# Using BOLT
## Basics.
Let's learn to use the BOLT Python API with an exercise. We'll do a simple image classification task on the MNIST dataset. To perform this task, we'll build a fully connected neural network with the following specifications:
* 784 (28 x 28) input dimension
* A single 1000-dim hidden layer with ReLU
* 10-dim output layer with Softmax

In [None]:
from thirdai import bolt

mnist_layers = [
    bolt.LayerConfig(dim=1000, activation_function=bolt.ActivationFunctions.ReLU),
    bolt.LayerConfig(dim=10, activation_function=bolt.ActivationFunctions.Softmax)
]
mnist_network = bolt.Network(layers=mnist_layers, input_dim=784)

We now load the mnist dataset with our data loader, imported from the dataset submodule.

In [None]:
from thirdai import dataset

print("Loading train dataset...")
mnist_train = dataset.load_bolt_svm_dataset(filename="datasets/mnist/mnist", batch_size=256)

print("Loading test dataset...")
mnist_test = dataset.load_bolt_svm_dataset(filename="datasets/mnist/mnist.t", batch_size=256)


We now train the network to minimize categorical cross entropy loss and measure our success with the categorical accuracy metric.

In [None]:
mnist_network.train(train_data=mnist_train, loss_fn=bolt.CategoricalCrossEntropyLoss(), learning_rate=0.001, epochs=1)
mnist_network.predict(test_data=mnist_test, metrics=["categorical_accuracy"], verbose=True)

## What about bigger models?
We will now use a 10,000-dimensional hidden layer. Typically, a model of this size takes around 100ms to train per epoch. With BOLT, we can leverage sparsity by passing a `load_factor` argument to the layer configuration.

In [None]:
bigger_layers = [
    bolt.LayerConfig(dim=10000, load_factor=0.1, activation_function=bolt.ActivationFunctions.ReLU),
    bolt.LayerConfig(dim=151, activation_function=bolt.ActivationFunctions.Softmax)
]
bigger_network = bolt.Network(layers=bigger_layers, input_dim=5512)

In [None]:
print("Loading train dataset...")
intent_class_train = dataset.load_bolt_svm_dataset(filename="datasets/intent_classification/train_shuf.svm", batch_size=256)
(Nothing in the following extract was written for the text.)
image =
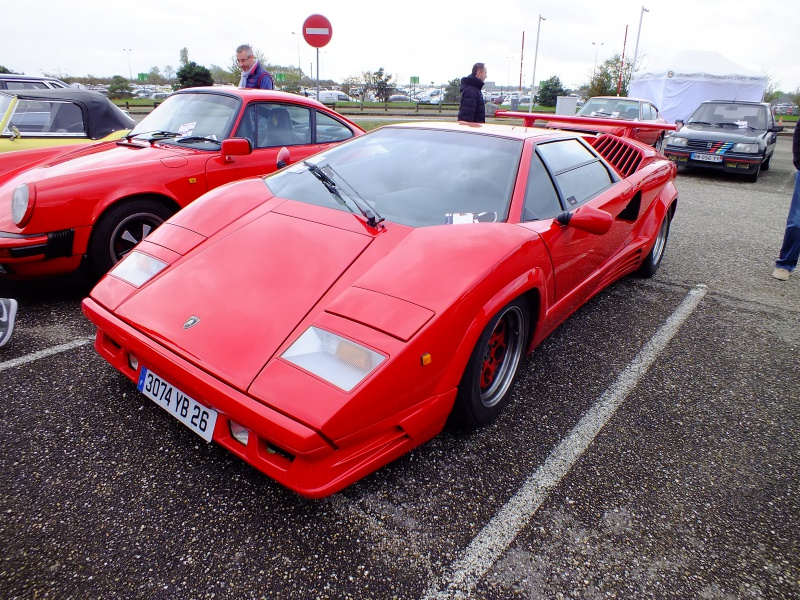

print("Loading test dataset...")
intent_class_test = dataset.load_bolt_svm_dataset(filename="datasets/intent_classification/test_shuf.svm", batch_size=256)

### Sparse inference
You can also use sparsity to accelerate inference. Simply call the `enable_sparse_inference()` method. Notice that we call the method before the last training epoch. This freezes the hash functions, effectively locking specialized subnetworks for each input vector, and then fine-tunes these subnetworks.

In [None]:
bigger_network.train(train_data=intent_class_train, loss_fn=bolt.CategoricalCrossEntropyLoss(), learning_rate=0.001, epochs=2)
bigger_network.enable_sparse_inference()
bigger_network.train(train_data=intent_class_train, loss_fn=bolt.CategoricalCrossEntropyLoss(), learning_rate=0.001, epochs=1)
bigger_network.predict(test_data=intent_class_test, metrics=["categorical_accuracy"], verbose=True)

## What does this enable?
We trained a 200 million parameter model on the Yelp Reviews public dataset. As a benchmark, we fine-tuned RoBERTa on this dataset and got an accuracy of 83%. Let's see how well BOLT does!

In [None]:
yelp_sentiment_analysis_layers = [
    bolt.LayerConfig(dim=2000, 
        load_factor=0.2, 
        activation_function=bolt.ActivationFunctions.ReLU,
        sampling_config=bolt.SamplingConfig(
            hashes_per_table=4,
            num_tables=64,
            range_pow=4 * 3,
            reservoir_size=64,
        )),
    bolt.LayerConfig(dim=2,
        load_factor=1.0, 
        activation_function=bolt.ActivationFunctions.Softmax,
        )     
]
yelp_sentiment_analysis_network = bolt.Network(layers=yelp_sentiment_analysis_layers, input_dim=100000)

### Load & Save
BOLT supports loading and saving networks from previous training sessions. 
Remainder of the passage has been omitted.